After receiving full IRB approval, there are always further delays in getting a trial moving forward, as certain organisational aspects of a trial can only be organised once IRB approval is obtained. Data from the FAITH trial again reinforces this point; median time between receiving ethics approval and start-up ranged from 41 days (the Netherlands) to 232 days (Canada).³⁴ In that instance, it was determined in retrospect that a central regional co-ordinator could potentially reduce the logistical component of the delay by circumventing the need for contract negotiations with individual study sites.³⁴ Ultimately, anticipating logistical delays to start-up and a dedicated team that can help study sites traverse these challenges, is fundamental to successful and efficient trial execution.
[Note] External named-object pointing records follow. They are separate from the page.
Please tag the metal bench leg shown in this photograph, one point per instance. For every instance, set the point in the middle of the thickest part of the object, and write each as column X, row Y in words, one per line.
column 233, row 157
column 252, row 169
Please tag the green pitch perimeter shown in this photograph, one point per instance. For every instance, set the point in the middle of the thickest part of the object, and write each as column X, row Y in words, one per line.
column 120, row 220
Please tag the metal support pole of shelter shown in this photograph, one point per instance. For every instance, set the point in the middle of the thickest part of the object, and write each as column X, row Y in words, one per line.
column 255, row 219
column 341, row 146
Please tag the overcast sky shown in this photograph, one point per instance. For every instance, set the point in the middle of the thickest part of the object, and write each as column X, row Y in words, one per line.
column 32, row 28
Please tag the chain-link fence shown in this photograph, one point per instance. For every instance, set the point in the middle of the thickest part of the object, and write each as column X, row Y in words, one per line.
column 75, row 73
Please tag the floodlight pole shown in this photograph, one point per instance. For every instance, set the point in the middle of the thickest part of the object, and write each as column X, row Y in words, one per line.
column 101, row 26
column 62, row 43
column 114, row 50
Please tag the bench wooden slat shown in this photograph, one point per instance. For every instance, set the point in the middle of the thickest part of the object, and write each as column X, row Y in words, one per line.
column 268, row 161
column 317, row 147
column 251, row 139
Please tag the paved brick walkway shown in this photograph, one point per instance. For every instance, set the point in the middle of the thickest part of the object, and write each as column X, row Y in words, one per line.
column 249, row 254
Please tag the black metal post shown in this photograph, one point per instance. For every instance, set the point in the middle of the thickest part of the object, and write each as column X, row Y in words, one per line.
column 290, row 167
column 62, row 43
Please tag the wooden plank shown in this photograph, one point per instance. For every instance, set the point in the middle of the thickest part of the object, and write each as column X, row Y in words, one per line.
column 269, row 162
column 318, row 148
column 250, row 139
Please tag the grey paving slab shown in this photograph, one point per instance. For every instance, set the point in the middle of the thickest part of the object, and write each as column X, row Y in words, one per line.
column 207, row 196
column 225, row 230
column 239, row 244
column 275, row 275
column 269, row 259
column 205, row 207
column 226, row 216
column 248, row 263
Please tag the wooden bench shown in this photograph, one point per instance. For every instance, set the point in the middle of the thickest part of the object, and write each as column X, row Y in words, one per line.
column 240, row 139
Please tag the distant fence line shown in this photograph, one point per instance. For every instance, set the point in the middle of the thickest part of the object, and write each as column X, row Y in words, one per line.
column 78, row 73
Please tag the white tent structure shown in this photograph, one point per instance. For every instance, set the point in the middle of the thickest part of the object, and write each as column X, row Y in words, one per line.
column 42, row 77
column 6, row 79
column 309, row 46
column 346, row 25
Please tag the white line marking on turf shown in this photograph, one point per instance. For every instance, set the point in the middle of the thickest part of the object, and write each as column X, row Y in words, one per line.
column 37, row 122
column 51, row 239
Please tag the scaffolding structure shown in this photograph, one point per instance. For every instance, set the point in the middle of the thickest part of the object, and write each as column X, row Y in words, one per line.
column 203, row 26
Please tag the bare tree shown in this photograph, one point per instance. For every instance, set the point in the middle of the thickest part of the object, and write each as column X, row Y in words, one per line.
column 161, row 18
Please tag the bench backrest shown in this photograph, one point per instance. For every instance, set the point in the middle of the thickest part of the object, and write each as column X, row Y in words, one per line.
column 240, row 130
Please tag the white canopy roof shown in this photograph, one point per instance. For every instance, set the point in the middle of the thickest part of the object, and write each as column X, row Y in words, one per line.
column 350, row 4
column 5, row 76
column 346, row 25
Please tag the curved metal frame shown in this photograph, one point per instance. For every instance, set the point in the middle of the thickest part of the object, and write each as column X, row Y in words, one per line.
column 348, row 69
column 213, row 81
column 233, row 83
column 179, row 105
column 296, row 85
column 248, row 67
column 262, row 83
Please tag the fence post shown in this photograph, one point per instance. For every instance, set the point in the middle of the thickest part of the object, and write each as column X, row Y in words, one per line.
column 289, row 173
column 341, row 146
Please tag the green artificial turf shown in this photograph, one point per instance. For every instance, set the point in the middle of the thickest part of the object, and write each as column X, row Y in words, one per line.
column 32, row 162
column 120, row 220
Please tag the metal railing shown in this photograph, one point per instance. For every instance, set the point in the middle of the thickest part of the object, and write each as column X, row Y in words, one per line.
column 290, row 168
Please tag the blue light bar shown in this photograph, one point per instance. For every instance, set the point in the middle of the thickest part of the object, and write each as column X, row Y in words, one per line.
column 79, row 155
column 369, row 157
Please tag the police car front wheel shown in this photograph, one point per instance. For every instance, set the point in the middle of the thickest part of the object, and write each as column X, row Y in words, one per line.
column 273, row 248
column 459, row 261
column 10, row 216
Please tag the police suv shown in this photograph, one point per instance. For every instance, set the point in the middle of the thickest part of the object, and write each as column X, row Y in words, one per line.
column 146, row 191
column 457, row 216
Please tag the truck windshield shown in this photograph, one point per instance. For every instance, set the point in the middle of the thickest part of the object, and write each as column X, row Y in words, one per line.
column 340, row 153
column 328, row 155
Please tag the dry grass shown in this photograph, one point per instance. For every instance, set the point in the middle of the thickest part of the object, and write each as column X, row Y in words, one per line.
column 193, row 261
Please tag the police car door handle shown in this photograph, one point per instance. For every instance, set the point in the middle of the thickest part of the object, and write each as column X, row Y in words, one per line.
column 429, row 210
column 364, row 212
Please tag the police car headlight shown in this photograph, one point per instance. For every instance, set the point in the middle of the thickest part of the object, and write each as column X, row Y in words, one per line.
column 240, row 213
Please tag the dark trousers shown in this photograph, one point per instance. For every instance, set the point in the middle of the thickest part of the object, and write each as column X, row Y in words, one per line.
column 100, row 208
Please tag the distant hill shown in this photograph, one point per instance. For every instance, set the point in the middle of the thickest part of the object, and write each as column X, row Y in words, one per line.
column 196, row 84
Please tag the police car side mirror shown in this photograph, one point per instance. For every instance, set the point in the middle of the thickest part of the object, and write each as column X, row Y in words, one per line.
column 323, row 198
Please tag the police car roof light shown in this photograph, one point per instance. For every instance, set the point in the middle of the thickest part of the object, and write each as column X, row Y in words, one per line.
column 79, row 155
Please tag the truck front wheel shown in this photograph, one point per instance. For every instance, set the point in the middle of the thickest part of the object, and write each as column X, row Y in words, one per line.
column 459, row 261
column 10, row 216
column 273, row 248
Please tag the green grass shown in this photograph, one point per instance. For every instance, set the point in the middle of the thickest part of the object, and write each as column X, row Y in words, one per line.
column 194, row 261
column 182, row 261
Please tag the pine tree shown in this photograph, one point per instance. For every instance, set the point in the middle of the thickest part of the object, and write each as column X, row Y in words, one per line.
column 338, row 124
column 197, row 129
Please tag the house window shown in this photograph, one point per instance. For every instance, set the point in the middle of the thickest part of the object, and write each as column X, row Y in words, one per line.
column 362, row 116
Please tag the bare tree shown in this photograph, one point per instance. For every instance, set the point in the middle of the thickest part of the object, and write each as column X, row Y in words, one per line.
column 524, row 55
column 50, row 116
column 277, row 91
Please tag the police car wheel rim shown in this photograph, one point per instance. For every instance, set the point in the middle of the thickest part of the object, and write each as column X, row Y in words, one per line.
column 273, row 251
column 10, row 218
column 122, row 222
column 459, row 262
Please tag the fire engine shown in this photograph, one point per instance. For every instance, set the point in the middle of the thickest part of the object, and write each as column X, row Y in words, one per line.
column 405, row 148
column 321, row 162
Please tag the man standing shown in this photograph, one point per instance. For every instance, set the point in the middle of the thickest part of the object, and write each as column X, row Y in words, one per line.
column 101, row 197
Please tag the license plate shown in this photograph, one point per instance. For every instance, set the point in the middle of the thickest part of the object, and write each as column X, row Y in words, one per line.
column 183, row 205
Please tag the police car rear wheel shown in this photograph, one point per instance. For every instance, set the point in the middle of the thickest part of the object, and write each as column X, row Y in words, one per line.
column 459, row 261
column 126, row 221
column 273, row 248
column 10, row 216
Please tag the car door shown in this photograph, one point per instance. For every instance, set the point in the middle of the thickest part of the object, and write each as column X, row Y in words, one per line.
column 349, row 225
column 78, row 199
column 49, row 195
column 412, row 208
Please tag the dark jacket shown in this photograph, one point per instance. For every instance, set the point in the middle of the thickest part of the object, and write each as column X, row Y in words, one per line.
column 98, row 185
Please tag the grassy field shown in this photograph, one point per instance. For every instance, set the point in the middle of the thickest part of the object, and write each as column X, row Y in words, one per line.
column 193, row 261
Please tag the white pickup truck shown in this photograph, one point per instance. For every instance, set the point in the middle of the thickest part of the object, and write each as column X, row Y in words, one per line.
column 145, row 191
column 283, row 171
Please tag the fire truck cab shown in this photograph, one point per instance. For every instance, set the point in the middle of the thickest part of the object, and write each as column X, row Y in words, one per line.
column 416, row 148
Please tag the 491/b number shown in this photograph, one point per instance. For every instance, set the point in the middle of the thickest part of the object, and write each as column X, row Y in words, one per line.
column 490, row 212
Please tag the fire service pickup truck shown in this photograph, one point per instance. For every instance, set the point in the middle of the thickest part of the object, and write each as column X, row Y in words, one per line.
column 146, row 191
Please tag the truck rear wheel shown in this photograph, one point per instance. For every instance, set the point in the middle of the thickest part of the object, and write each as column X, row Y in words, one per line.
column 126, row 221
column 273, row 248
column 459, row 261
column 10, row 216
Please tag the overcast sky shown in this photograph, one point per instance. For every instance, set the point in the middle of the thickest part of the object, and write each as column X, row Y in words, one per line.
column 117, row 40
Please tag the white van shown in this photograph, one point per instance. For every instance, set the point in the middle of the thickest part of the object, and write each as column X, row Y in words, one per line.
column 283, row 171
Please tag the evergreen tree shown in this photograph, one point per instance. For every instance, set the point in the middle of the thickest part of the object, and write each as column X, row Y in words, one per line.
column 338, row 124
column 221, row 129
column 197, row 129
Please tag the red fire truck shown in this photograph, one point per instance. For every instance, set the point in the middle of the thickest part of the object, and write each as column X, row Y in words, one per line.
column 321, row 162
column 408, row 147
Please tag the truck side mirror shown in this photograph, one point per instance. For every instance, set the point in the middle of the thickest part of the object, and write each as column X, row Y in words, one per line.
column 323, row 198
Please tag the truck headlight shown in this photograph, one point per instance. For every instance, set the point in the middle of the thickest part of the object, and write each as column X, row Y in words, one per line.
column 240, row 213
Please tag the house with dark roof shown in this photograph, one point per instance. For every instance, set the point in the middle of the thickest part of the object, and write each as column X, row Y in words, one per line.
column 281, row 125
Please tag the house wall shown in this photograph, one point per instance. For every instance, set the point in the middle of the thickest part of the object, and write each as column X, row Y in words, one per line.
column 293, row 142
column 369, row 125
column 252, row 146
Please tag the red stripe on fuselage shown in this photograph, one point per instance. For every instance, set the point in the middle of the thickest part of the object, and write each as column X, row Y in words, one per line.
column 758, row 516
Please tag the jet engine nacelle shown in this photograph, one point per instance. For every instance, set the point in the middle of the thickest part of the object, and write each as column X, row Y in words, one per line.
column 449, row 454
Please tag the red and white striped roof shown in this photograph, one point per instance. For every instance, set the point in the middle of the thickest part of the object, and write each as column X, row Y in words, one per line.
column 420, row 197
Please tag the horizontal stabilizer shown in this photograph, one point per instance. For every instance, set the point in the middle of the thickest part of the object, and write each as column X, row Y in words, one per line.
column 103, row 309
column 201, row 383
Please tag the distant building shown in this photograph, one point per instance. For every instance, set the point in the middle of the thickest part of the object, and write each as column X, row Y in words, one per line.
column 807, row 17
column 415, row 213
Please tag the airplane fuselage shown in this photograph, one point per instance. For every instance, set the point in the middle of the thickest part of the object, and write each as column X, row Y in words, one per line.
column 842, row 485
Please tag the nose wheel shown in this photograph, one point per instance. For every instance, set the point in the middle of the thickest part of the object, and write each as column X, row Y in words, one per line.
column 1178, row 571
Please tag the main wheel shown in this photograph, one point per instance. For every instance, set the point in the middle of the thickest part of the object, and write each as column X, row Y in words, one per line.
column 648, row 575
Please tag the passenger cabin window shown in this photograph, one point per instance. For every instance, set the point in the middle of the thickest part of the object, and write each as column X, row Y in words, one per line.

Multicentre trial organisation

There are several organisational committees that must exist to ensure the ethical and efficient execution of a clinical trial (Fig. 3).

Fig. 3

Diagram showing the multicentre trial committee organisational framework

Conclusion

Although challenging, orthopaedic investigators must continue to pursue high-quality research in the form of randomised trials. Foregoing design considerations—such as sample size calculations, patient-important outcomes, and surgeon expertise—can ultimately threaten the validity of a surgical trial. In the setting of multicentre trials, neglecting the execution strategies of ethical conduct, trial organisation and funding procurement poses both ethical and pragmatic barriers to the successful conduct of a RCT. If given generous consideration, orthopaedic surgeon researchers will ensure that high quality evidence forms the basis for further evolution in orthopaedic surgery.